Winhoek is a distant memory. Once we left, the road got slightly hillier and people started talking about the finish. The eight riders who joined us in the last month, and were just starting their own adventure, bit their tongues to put up with 50 cyclists who spoke of little other than the end. We were putting in long days of riding when mentally we were already there. With a set routine and the end in sight (so to speak, we still had a couple thousand km’s), we became antsy for distractions from the agony of waiting for the finish line. We came up with a few. The evenings were now peppered with events. Prophet-run blindfolded tent-erection contests, tire-changing races, trivia, and singing and playing music about the trip entertained our big family. Throw in a naked kilometer in Namibia (that was extended to 15km to the amusement/utter confusion of the locals), some funky riding tricks (see Superman pic), a great crash (riding 50km/h downhill into a dam with unseen knee-deep water while blaring rock’n’roll on the headphones), and preparations for the finish, and I had enough to keep me laughing all the way to Cape Town. On that note I’ll add a little story about my friend Tom Baxter.

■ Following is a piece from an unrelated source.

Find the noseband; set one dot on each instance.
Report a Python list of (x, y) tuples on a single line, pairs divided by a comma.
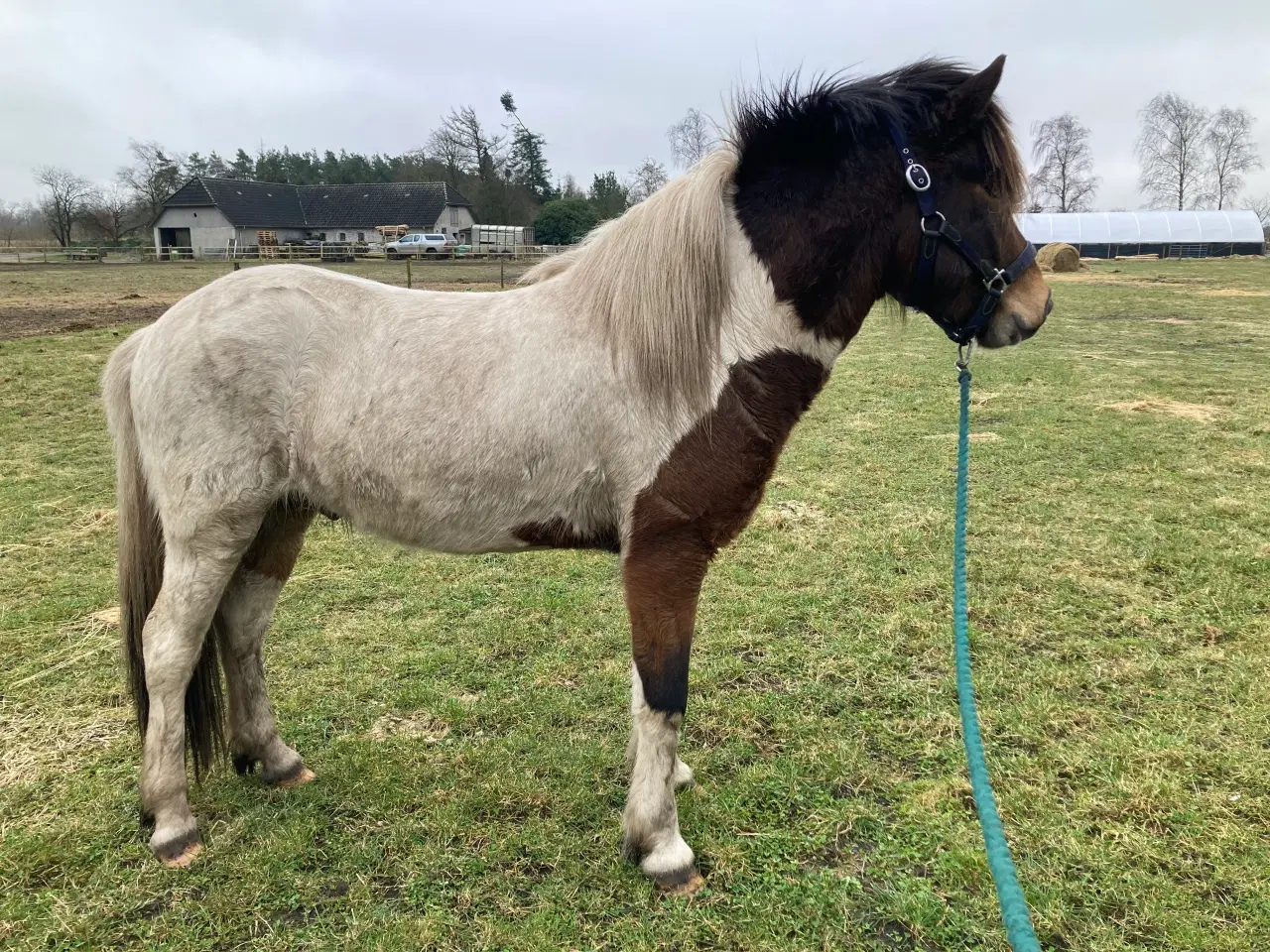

Tom joined us at Victoria Falls, and despite being a ‘new fish’ he integrated into the group quite comfortably, to the point of being one of the few to participate in the much-anticipated naked kilometer. This is a legacy performed on many bike tours, not just a perverted gag, so on a sunny day in Namibia five of us decided our tour deserved the honor as well and stripped down. With our biking clothes in our packs and tied around our handlebars, and lots of giggling, we began our bold trek. Having been in biking gear for 14 weeks the change was actually quite comfortable and welcome, to the point of out-weighing any shyness, so we decided to keep going. Plus there wasn’t much traffic. After six or seven kilometers we noticed Tom was missing. He was having fun when we last saw him, and standing around naked is much more awkward than riding naked (I don’t know exactly why, but can tell you it is), so we kept going. We would later learn that Tom, in his eagerness or anxiety, had left his clothes on the side of the road. This meant doubling back naked to get them, which would not be a big deal except that there was a significant contingent of 30 or so slower (and generally older/more mature) riders behind us that he would have to pass, naked, on his way back to look for his shorts in the desert. Our plan, when we discovered this eventuality, was to deny the existence of any ‘naked kilometer’ event to the rest of the group, singling Tom out as a rogue unaccompanied backwards-riding nudist. Tom, however, revealed his plight to another rider who happened to have been wearing two pairs of biking shorts (to alleviate saddle-sores) and got away with the blunder to everyone else’s chagrin.

At this point I must honor Lyle, a fellow Canadian and good friend throughout the trip, who heard about the naked kilometer while passing other riders on the road. Not wanting to be left out, Lyle stripped bare and rode, otherwise as usual, with his (clothed) wife Krista, to the bewilderment of riders passed and passing, not to mention traffic, who knew nothing about the naked kilometer.

We are fast approaching Cape Town. Just a matter of carrying out the routine and keeping the legs moving for another couple weeks.